I have a 2D grid made of small rectangles that have a horizontal length dx and vertical dy. If I draw a sine wave on the grid, I want to identify all the rectangles for which this line goes through.
Are there any well known algorithms that I could look at? I haven't had much luck online. I am basically trying to do Bresenham's line algorithm, but for an arbitrary sine wave rather than a straight line.
I am doing all this in the context of a Hough transform, where my grid act as an accumulator that counts how many sine waves go through each rectangle.

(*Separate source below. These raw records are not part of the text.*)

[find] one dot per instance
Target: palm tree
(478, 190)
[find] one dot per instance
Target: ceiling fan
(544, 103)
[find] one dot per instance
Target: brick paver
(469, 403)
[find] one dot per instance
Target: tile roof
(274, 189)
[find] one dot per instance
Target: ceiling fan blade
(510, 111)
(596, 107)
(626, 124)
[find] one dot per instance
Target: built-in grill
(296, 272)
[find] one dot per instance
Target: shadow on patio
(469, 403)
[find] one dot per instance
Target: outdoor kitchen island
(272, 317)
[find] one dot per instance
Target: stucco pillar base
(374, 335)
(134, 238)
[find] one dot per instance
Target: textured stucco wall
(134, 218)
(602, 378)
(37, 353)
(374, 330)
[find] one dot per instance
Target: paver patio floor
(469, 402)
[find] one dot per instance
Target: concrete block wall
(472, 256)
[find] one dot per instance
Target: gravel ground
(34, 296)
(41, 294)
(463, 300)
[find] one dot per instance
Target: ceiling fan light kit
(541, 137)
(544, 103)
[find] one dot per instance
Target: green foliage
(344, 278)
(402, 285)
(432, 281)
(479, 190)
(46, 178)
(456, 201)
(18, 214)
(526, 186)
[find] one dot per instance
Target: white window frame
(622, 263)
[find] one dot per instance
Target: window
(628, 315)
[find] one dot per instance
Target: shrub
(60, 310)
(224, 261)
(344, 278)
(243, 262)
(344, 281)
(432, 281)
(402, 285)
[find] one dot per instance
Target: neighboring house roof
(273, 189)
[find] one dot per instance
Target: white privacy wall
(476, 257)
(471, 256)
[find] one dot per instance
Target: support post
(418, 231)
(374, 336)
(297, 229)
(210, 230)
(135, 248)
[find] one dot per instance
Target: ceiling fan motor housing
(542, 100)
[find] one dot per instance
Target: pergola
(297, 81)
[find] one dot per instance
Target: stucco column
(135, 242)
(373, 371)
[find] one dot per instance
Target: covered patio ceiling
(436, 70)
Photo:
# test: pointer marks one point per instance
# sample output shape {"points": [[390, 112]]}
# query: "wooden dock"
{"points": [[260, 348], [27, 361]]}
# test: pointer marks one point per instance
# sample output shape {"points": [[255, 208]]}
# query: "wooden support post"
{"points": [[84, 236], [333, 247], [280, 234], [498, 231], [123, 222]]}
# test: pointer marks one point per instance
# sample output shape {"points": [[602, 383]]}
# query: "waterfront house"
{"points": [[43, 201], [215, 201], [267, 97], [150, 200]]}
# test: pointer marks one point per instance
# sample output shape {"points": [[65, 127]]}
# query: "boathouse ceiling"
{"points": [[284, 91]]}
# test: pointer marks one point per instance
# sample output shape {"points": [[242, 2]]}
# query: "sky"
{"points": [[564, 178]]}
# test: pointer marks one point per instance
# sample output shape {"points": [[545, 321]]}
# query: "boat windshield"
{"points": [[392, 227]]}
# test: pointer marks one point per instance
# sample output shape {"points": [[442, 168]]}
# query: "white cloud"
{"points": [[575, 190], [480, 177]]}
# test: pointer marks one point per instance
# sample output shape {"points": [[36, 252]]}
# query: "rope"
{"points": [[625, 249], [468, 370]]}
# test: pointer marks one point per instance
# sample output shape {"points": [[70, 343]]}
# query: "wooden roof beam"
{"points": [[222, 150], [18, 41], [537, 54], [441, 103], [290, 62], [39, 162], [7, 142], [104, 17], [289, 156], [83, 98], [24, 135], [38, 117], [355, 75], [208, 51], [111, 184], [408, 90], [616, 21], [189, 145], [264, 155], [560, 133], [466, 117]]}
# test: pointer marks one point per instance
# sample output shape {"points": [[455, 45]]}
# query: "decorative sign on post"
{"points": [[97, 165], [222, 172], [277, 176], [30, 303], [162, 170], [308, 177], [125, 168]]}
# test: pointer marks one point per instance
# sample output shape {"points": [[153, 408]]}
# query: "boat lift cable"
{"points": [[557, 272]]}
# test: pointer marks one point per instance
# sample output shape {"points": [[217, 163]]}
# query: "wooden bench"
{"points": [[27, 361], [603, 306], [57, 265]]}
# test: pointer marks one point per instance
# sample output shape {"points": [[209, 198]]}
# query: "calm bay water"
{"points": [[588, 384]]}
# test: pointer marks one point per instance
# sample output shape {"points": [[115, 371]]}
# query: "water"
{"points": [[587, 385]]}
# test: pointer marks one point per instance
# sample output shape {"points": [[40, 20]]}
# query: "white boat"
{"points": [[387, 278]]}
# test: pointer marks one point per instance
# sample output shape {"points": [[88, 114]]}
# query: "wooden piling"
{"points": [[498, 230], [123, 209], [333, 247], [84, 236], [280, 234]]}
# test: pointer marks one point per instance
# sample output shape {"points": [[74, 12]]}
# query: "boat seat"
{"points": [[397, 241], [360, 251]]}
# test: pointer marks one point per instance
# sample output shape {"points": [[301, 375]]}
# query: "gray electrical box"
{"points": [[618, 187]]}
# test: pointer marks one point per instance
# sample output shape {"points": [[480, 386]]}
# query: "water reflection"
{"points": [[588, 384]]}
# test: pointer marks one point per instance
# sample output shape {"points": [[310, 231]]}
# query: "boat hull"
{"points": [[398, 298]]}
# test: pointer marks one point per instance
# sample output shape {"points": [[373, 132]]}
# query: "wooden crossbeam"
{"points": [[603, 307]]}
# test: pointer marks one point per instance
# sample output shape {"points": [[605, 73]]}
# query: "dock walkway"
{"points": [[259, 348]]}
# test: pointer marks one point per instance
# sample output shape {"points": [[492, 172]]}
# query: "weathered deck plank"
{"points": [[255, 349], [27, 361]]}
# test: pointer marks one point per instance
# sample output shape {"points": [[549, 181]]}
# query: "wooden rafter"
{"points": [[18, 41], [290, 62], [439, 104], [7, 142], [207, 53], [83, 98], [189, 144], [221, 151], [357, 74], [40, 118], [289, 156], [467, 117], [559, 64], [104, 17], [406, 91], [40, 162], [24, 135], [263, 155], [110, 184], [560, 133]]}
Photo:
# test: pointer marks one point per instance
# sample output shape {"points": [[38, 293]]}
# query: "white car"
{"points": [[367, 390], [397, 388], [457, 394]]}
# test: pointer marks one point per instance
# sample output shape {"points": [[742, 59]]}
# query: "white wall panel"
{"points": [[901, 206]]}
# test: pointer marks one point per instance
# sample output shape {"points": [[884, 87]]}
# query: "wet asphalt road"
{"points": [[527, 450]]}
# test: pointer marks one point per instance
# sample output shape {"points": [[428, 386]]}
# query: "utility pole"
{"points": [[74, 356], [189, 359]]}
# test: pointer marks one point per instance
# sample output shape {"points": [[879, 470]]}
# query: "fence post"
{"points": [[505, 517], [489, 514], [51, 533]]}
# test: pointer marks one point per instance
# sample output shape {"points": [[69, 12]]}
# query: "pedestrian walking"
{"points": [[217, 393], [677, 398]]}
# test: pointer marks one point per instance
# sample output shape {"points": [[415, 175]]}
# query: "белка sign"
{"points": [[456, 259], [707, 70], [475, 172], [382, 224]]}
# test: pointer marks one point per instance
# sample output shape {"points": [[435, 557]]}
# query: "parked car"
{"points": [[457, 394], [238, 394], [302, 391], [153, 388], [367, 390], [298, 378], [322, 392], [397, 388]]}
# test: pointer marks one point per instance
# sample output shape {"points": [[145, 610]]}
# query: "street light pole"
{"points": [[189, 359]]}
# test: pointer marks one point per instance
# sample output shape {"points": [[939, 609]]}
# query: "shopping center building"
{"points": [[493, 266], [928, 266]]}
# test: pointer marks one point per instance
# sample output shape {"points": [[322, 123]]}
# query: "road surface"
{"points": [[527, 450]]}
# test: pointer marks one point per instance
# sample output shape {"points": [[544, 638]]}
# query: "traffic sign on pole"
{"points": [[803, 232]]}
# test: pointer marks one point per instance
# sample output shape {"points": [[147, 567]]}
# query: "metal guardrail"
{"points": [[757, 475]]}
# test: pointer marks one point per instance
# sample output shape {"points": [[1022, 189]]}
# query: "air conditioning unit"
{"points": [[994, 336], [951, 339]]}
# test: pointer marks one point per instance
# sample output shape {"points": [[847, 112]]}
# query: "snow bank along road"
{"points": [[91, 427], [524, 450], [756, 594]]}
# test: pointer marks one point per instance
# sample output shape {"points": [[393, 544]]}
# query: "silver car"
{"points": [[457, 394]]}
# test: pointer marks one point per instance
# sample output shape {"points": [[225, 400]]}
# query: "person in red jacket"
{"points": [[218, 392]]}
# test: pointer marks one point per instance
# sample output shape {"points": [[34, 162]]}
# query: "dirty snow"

You have curve equation for parameter t and want to find intersected "cells" - your small rectangles.
When current point is in some rectangle, it's borders are lines x=k*dx, x=(k+1)*dx, y=m*dy, y=(m+1)*dy, where k,m are rectangle "coordinates".
You have to check what border will be intersected first (with smaller t parameter). For sine function it is not needed to check left border. So solve equations
t1 = (k+1)*dx
sin(t2) = m*dy => t2 = arcsin(m*dy)+ 2*Pi*n, Pi-arcsin(m*dy)+ 2*Pi*n
sin(t3) = (m+1)*dy
and choose smallest value from (t1,t2,t3) larger than current t. If t1 is the smallest - you enter right cell, k increases. If t2 is the smallest - you enter bottom cell, 'm' decreases, otherwise upper cell and m increases.
Now you have point of intersection with the next cell, new starting t and continue.
This approach is similar to Amanatides and Woo method to select voxels being intersected by a ray/line.
Emm..OK, seems like overhead for the task of Hough transform, so subdividing into small line segments should work good enough.